An approximation for Generalization Error encapsulates this tradeoff: \sigma^2 + \mathcal{O}(\frac{1}{C}) + \mathcal{O}(\frac{C}{N}) Here, C represents model complexity. This formula underscores that if C is too high, model variance can dominate (overfitting), and if C is too low, bias can dominate (underfitting).
3. Generalization in Classification (0/1 Loss)
For classification tasks, where 0/1 loss is common, the generalization error is the expected probability of misclassification: E_\mathcal{T}[I(y \neq \hat{y})]
Vapnik-Chervonenkis (VC) Bound: This provides a theoretical upper bound on the generalization error for classification models: GenError \le TrainError + \sqrt{\frac{1}{N} \left[ d \left(\log \frac{2N}{d} + 1\right) - \log \frac{\delta}{4} \right]} In this bound, d is the VC dimension of the classifier.
VC Dimension (d): This is a measure of a classifier’s complexity or capacity.

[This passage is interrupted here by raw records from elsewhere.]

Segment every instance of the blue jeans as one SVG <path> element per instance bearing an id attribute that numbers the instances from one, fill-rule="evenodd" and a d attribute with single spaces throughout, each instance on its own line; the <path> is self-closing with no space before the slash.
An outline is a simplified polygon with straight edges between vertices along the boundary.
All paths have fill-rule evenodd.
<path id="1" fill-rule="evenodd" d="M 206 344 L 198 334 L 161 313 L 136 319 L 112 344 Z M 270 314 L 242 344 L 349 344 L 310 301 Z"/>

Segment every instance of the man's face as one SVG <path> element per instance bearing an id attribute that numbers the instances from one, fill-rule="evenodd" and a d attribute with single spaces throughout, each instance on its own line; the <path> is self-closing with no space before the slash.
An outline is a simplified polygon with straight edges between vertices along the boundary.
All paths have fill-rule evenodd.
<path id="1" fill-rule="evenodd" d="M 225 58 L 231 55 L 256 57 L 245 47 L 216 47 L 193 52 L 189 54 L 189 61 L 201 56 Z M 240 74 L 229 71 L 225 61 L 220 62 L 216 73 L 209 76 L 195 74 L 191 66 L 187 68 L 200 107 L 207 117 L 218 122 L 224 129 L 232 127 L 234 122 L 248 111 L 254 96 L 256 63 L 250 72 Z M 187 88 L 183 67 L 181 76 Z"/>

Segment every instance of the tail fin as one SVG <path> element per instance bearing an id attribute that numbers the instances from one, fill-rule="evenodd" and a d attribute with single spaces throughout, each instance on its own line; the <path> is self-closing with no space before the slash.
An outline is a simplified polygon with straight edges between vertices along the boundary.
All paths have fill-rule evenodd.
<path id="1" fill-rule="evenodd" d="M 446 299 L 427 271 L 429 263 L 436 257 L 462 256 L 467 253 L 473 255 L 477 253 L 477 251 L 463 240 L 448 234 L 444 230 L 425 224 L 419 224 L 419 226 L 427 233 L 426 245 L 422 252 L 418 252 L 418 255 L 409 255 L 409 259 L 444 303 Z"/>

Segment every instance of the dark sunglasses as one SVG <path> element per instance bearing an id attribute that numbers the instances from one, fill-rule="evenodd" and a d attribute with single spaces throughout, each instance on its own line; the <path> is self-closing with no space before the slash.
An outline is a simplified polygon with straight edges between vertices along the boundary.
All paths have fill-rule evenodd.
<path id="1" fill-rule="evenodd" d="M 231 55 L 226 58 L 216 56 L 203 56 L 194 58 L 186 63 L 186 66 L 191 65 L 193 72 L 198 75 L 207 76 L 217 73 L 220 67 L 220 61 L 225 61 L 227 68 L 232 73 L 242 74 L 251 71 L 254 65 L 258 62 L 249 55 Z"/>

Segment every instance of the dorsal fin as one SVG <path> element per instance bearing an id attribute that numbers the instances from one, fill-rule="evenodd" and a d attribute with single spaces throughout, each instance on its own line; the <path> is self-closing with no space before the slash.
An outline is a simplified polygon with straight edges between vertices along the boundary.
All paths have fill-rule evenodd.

It’s defined as the size of the largest set of points that the classifier can “shatter” (i.e., correctly classify for all 2^d possible binary labelings).
For instance, linear classifiers in P dimensions have a VC dimension of P+1.
Some complex models, like 1-Nearest Neighbor (1NN) or Support Vector Machines (SVMs) with Radial Basis Function (RBF) kernels, can have an infinite VC dimension, although the VC bound represents a worst-case scenario.
The training offset term in the VC bound (the part added to Training Error) increases with the VC dimension d and decreases with the sample size N.
Analogous to the MSE case, the generalization error for 0/1 loss can also be thought of in terms of a complexity tradeoff: GenError \approx \mathcal{O}(\frac{1}{C}) + \mathcal{O}(\frac{C}{N})
4. Practical Measurement of Generalization Error
Theoretical bounds are insightful, but practical estimation of generalization error is crucial for model selection and assessment.
Heldout Test Set: This is a portion of data that is never used during the training or tuning phases. It provides an unbiased estimate of how the model will perform on new, unseen data.
Validation Set: This dataset is used to tune model hyperparameters (e.g., selecting the value of K in K-Nearest Neighbors, or determining the strength of a regularization penalty).
Data Splitting Strategies:
For large datasets, a common approach is a three-way split: training set, validation set, and test set.
For smaller datasets, K-fold cross-validation is often preferred for hyperparameter tuning to make more efficient use of limited data, followed by a final evaluation on a heldout test set.
The lecture strongly emphasizes that models should never be chosen based solely on their performance on the training error, as this is not indicative of real-world performance.
Conclusion
The lecture wraps up by highlighting that the next topics will focus on specific regression methodologies, including linear and logistic regression, the concept of likelihoods, and the use of regularization techniques to improve generalization. A detailed derivation of the MSE decomposition is also noted as being available at the end of the original lecture slides.